MedPath

Goal Management Training for Parkinson Disease Mild Cognitive Impairment

Not Applicable
Completed
Conditions
Mild Cognitive Impairment
Parkinson Disease
Registration Number
NCT04636541
Lead Sponsor
Laval University
Brief Summary

Mild cognitive impairment is experienced by approximately 30% of patients with Parkinson's disease (PD-MCI), often affecting executive functions. There is currently no pharmacological treatment available for PD-MCI and non-pharmacological treatments are still scarce. The aim of this study was to test preliminary efficacy/effectiveness of two home-based cognitive interventions adapted for patients with PD-MCI: Goal Management Training, adapted for PD-MCI (Adapted-GMT), and a psychoeducation program combined with mindfulness exercises. Twelve persons with PD-MCI with executive dysfunctions, as measured by extensive neuropsychological evaluation, were randomly assigned to one of two intervention groups. Both groups received five sessions each lasting 60-90 minutes for five weeks, in presence of the caregiver. Measures were collected at baseline, mid-point, at one-week, four-week and 12-week follow-ups. Primary outcomes were executive functions assessed by subjective (DEX questionnaire patient- and caregiver-rated) and objective (Zoo Map Test) measures. Secondary outcomes included quality of life (PDQ-39), global cognition (DRS-II), and neuropsychiatric symptoms (NPI-12). Safety data (fatigue, medication change and compliance) were also recorded. Repeated measures ANCOVAs were applied to outcomes. Both groups significantly ameliorated executive functions overtime as indicated by improvements in DEX-patient and DEX-caregiver scores. PDQ-39 scores decreased at the four-week follow-up in the Psychoeducation/Mindfulness group whereas they were maintained in the Adapted-GMT group. All other measures were maintained over time in both groups. Adapted-GMT and Psychoeducation/Mindfulness groups both improved executive functioning. This is one of the first studies to test home-based approaches, tailored to the participant's cognitive needs, and involving caregivers.

Detailed Description

Not available

Recruitment & Eligibility

Status
COMPLETED
Sex
All
Target Recruitment
12
Inclusion Criteria
  1. PD diagnosis from the United Kingdom Research Brain Bank diagnostic criteria for PD (Hughes et al., 1992);
  2. PD-MCI diagnosis from the Movement Disorder Society Task Force diagnostic criteria. Single and multiple-domain MCI were both included, only if executive functions were significantly impaired (-1 standard deviation on executive function tests according to age and education-adjusted norms);
  3. Montreal Cognitive Assessment scores between 21 and 27;
  4. Anti-Parkinson medication stable (at screening) since at least two months;
  5. All other medications, including psychotropics, stable for at least three months.
Exclusion Criteria
  1. Participants with PD and dementia diagnosis
  2. Patients with other neurological or psychiatric disorders.

Study & Design

Study Type
INTERVENTIONAL
Study Design
PARALLEL
Primary Outcome Measures
NameTimeMethod
Raw score Change from baseline DEX (self rated) to 1 week post test1 week post-test

Questionnaire on subjective executive functions

Raw score Change from baseline DEX (self rated) to 4 weeks post test4 weeks post-test

Questionnaire on subjective executive functions

Raw score Change from baseline DEX (caregiver rated) to 4 weeks post test4 weeks post-test

Questionnaire on subjective executive functions (caregiver rates the executive functions of the participant

Raw score Change from baseline DEX (caregiver rated) to 3 weeks after the beginning of intervention3 weeks after beginning of intervention (mid-point)
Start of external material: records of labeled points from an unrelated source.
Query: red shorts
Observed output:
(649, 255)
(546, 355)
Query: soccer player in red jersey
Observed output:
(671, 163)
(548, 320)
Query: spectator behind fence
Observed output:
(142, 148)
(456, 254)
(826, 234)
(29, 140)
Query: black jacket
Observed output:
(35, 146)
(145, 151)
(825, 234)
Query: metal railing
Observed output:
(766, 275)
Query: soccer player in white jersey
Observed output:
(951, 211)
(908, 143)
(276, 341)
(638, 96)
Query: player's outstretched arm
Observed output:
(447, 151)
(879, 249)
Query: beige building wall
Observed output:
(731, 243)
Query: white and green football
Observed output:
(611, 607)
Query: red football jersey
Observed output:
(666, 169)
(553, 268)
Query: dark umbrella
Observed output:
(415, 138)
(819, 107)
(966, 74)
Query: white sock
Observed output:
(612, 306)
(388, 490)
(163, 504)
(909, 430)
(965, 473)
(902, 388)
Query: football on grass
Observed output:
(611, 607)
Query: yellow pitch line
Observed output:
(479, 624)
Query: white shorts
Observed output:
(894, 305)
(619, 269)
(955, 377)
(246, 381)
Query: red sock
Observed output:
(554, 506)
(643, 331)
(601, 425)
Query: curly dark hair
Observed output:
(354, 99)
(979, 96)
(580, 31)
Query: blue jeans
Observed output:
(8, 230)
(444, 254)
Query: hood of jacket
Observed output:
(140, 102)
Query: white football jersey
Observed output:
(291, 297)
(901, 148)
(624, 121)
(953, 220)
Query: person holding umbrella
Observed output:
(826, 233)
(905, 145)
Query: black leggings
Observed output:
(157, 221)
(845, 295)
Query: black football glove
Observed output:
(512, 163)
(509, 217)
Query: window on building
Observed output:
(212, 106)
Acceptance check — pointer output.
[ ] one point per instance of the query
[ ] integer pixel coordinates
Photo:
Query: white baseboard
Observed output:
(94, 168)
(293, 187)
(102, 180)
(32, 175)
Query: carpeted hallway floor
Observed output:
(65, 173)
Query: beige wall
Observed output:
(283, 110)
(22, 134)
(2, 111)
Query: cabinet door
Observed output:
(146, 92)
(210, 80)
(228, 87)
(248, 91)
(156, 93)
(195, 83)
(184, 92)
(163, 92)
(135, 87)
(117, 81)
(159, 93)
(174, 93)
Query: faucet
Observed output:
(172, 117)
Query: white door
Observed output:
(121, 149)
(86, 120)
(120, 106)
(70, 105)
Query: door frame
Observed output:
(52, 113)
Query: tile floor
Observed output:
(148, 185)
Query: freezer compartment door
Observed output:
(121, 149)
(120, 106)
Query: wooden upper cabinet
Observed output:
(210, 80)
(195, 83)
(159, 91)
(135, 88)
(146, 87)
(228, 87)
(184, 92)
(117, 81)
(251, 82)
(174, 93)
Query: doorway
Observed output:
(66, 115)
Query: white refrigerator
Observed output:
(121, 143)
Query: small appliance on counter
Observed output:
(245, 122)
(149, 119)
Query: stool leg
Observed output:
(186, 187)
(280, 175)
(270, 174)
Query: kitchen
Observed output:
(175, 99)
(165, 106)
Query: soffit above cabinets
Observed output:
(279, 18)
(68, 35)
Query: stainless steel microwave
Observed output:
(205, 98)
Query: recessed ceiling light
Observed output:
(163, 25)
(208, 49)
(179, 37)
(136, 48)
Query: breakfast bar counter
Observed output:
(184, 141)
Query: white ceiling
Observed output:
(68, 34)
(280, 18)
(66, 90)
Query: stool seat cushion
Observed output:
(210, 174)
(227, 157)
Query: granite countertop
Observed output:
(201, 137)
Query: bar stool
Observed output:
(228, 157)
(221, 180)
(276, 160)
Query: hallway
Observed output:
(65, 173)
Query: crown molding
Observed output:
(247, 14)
Questionnaire on subjective executive functions (caregiver rates the executive functions of the participant

Raw score Change from baseline DEX (caregiver rated) to 12 weeks post test12 weeks post-test

Questionnaire on subjective executive functions (caregiver rates the executive functions of the participant

Raw score Change from baseline DEX (caregiver rated) to 1 week post test1 week post-test

Questionnaire on subjective executive functions (caregiver rates the executive functions of the participant

Raw score Change from baseline Zoo Map Test to 1 week post test1 week post-test

Neuropsychological test assessing planification and organisation

Raw score Change from baseline Zoo Map Test to 12 weeks post test12 weeks post-test

Neuropsychological test assessing planification and organisation

Raw score Change from baseline DEX (self rated) to 3 weeks after beginning of intervention3 weeks after beginning of intervention (mid-point)
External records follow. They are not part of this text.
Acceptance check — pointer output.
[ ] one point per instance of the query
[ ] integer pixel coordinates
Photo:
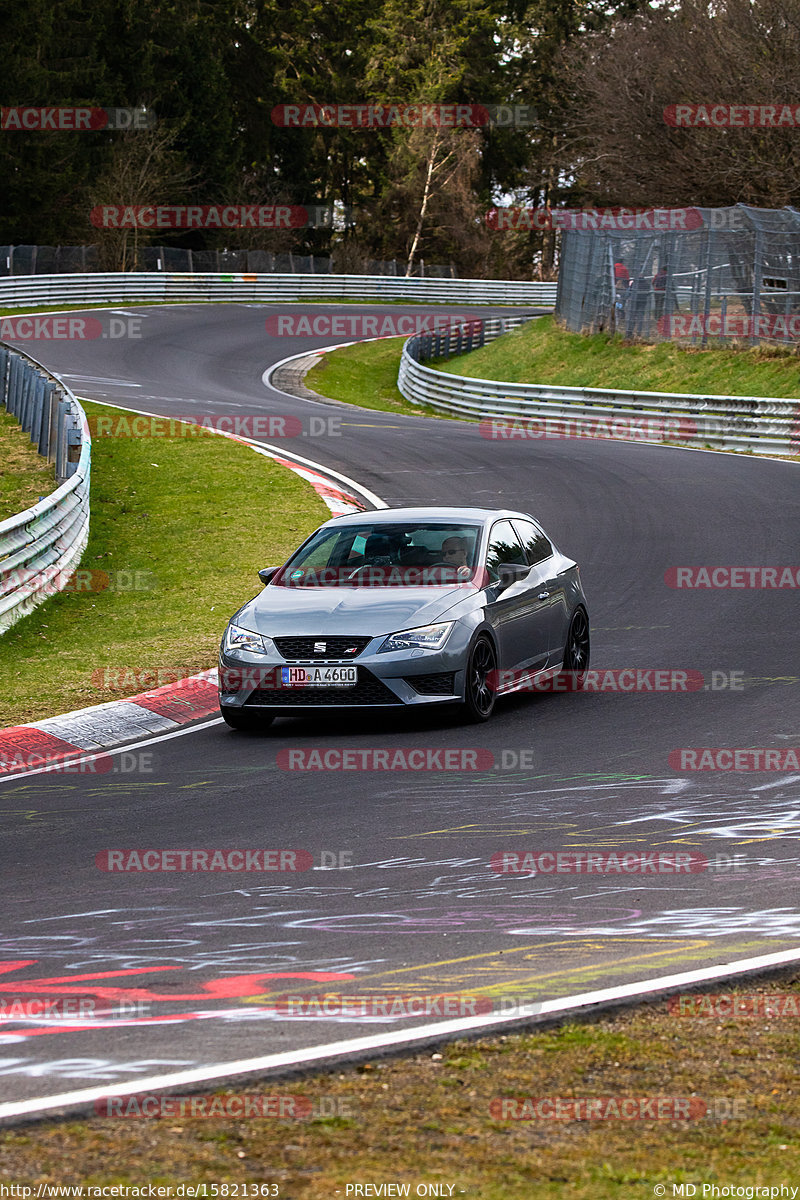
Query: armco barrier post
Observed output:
(42, 546)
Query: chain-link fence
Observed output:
(80, 259)
(689, 275)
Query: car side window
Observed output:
(537, 547)
(504, 547)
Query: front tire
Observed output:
(576, 652)
(481, 672)
(242, 719)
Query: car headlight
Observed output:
(238, 639)
(426, 637)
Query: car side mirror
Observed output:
(511, 573)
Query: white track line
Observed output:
(379, 1042)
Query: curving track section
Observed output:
(411, 905)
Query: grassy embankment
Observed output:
(179, 527)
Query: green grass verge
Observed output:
(426, 1117)
(366, 375)
(540, 352)
(24, 475)
(197, 517)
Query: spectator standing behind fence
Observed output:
(641, 293)
(621, 286)
(660, 289)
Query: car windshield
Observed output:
(380, 555)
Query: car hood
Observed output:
(280, 612)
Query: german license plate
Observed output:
(319, 677)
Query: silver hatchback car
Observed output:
(407, 607)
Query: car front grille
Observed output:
(368, 690)
(295, 649)
(441, 684)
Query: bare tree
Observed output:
(620, 149)
(145, 169)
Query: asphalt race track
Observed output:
(411, 905)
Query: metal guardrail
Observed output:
(758, 424)
(41, 547)
(122, 288)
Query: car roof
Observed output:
(449, 515)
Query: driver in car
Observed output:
(453, 553)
Questionnaire on subjective executive functions

Raw score Change from baseline DEX (self rated) to 12 weeks post test12 weeks post-test

Questionnaire on subjective executive functions

Raw score Change from baseline Zoo Map Test to 4 weeks post test4 weeks post-test

Neuropsychological test assessing planification and organisation

Secondary Outcome Measures
NameTimeMethod
Raw score Change from baseline PDQ-39 to 4 weeks post-test4 weeks post-test

Self rated questionnaire on quality of life with symptoms of Parkinson Disease

Mean Change from baseline Dementia Rating Scale, 2nd edition (DRS-II) to 1 week post-test1 week post-test

A brief neuropsychological instrument designed to assess general cognitive functioning

Mean Change from baseline Dementia Rating Scale, 2nd edition (DRS-II) to 4 weeks post-test4 weeks post-test

A brief neuropsychological instrument designed to assess general cognitive functioning

Raw score Change from baseline Zarit Burden Interview (12 items) to 3 weeks after the beginning of intervention3 weeks after the beginning of intervention (mid-point)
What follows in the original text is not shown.